The first author was Dr. Pavel Sumazin, an associate professor of pediatrics at Baylor College of Medicine and the Texas Children’s Cancer and Hematology Center, and his colleagues tried to better characterize this high-risk cancer.

The researchers studied the molecular profiles of the tumors, including genetic changes and gene expression profiles. They found that these profiles did not fit into the molecular categories of hepatoblastoma (HB) or hepatocellular carcinoma (HCC). Instead, these tumors exhibited repetitive molecular features that were observed in both HBs and HCC. They designated these tumors as hepatoblastomas with signs of hepatocellular carcinoma (HBC).

The team also studied HBC treatments and outcomes and found that they tended to be more resistant to standard chemotherapy and had poor outcomes if not treated with more aggressive surgical approaches, including transplantation. Based on their findings, the team proposed a diagnostic algorithm for HBC stratification and specialized treatment guidance.

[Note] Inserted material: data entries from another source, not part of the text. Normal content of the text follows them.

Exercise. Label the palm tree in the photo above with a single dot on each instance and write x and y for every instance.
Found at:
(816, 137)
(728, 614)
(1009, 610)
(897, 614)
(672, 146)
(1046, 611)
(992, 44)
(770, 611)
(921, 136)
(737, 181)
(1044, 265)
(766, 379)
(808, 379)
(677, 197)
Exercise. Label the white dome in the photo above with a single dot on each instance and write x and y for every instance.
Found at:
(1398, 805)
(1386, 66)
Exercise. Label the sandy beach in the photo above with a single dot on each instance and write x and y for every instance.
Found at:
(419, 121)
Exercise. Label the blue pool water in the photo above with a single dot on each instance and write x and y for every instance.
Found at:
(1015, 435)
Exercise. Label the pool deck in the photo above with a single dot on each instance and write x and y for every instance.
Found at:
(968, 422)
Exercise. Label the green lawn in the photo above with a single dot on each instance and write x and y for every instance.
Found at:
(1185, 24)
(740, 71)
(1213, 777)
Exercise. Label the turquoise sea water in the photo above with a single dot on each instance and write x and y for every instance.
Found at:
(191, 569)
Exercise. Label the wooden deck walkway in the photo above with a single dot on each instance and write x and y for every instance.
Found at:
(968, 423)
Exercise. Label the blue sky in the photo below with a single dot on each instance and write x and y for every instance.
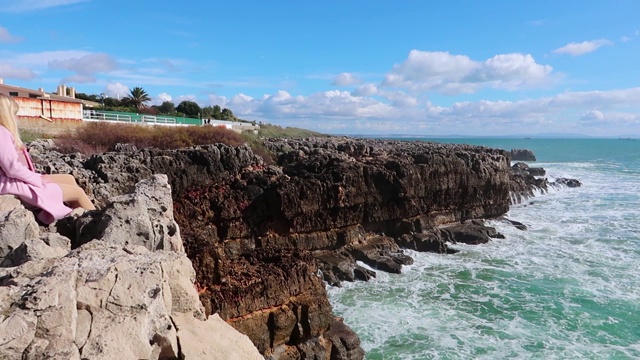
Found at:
(347, 67)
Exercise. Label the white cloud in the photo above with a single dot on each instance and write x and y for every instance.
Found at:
(396, 112)
(32, 5)
(162, 97)
(8, 71)
(6, 37)
(182, 98)
(42, 59)
(366, 90)
(85, 66)
(217, 100)
(346, 79)
(116, 90)
(585, 47)
(456, 74)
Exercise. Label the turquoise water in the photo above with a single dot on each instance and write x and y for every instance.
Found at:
(567, 288)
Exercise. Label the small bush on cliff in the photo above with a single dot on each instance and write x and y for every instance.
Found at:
(98, 137)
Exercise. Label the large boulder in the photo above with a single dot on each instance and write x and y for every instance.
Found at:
(522, 155)
(143, 217)
(17, 225)
(105, 301)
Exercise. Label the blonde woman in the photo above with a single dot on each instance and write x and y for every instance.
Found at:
(18, 176)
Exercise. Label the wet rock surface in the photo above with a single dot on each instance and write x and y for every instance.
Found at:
(264, 239)
(522, 155)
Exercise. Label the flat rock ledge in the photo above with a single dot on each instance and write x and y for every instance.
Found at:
(120, 295)
(264, 239)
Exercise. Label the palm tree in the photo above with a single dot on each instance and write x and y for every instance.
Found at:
(137, 97)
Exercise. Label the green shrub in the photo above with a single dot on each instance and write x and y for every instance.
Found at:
(98, 137)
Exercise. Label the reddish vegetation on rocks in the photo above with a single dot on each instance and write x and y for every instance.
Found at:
(263, 238)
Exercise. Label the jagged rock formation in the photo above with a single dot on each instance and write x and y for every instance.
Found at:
(263, 238)
(112, 297)
(522, 155)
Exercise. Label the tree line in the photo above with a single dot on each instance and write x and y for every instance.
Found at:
(135, 102)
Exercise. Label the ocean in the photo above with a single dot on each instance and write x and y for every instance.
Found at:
(566, 288)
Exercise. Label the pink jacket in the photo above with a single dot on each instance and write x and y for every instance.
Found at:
(21, 180)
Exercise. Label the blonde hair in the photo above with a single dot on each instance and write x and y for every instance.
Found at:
(9, 118)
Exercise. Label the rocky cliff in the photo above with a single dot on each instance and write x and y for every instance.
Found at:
(263, 238)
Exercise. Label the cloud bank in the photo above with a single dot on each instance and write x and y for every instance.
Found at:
(585, 47)
(458, 74)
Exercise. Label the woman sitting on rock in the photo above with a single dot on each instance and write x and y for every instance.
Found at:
(18, 176)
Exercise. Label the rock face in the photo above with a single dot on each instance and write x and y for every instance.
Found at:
(107, 299)
(522, 155)
(263, 239)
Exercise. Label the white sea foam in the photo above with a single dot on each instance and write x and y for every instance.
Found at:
(568, 287)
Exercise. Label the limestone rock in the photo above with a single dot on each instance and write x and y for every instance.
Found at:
(144, 217)
(212, 339)
(102, 301)
(522, 155)
(36, 249)
(17, 225)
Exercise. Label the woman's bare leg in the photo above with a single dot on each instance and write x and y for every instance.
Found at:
(75, 196)
(61, 179)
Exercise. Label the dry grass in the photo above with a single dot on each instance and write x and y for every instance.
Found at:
(99, 137)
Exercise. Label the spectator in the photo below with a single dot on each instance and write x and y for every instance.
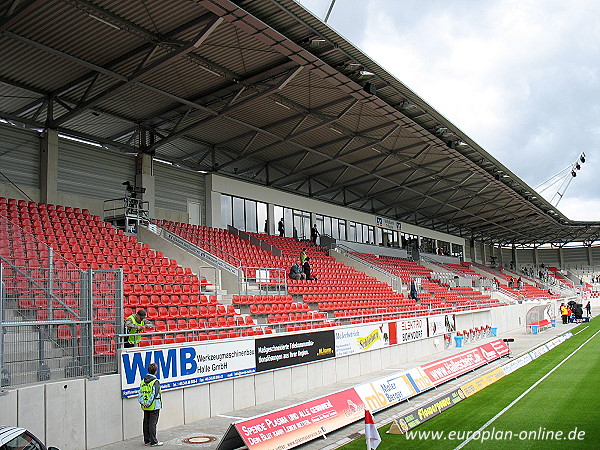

“Our results underscore the importance of molecular testing to accurately classify these tumors to optimize treatment guidelines at the time of initial diagnosis,” said Dr. Dolores Lopez-Terada, author of the article, professor of pathology, immunology and pediatrics at Baylor and head of the Techology Department of Pediatric Genomic Medicine. . “Our analysis suggested that children with HBCs may benefit from treatment strategies that differ from those recommended for patients with hepatoblastoma and hepatocellular carcinoma.”

Find all the details of this study in Journal of Hepatology.

Sumazin and Lopez-Terada are members of the Dan L. Duncan Complex Cancer Center in Baylor. Other authors from Baylor and Texas Children’s include Trisha L. Peters, Stephen F. Sarabia, Hyunja R. Kim, Martin Urbicane, Emporia Faith Hollingsworth, Carla R. Alvarez, Cynthia R. Perez, Mohammad Javad Najaf Panah, Jessica L. , Katie Skarson, Barry Zorman, Sarah E. Woodfield, John A. Goss, Sanjev A. Vasudevan, Andras Hechei, Angschumoy Roy, Kevin E. Fisher, Hookah R. Patel and Milton J. Feingold. Howard Katzenstein, Alison F. O’Neill, Rebecca Myers, Greg Qiao, Jim Geller, Saranganjan Ranganathan, Arun A. Rangoswami, all members of the Children’s Cancer Cancer Committee, as well as Rita Aladjo and Alice Poe in . They are from the following institutions: Wolfson Children’s Hospital, Dana-Farber Cancer Institute, Boston Children’s Hospital, Harvard Medical School, Primary Children’s Hospital, Cincinnati Children’s Hospital Medical Center, University of California at San Francisco and Bambina Gesu Children’s Hospital.

This work was funded by the Texas Institute for Cancer Prevention and Research (RP180674), the Horizon 2020 European Union (826121), the Schindler Foundation and the National Cancer Institute (R21CA223140).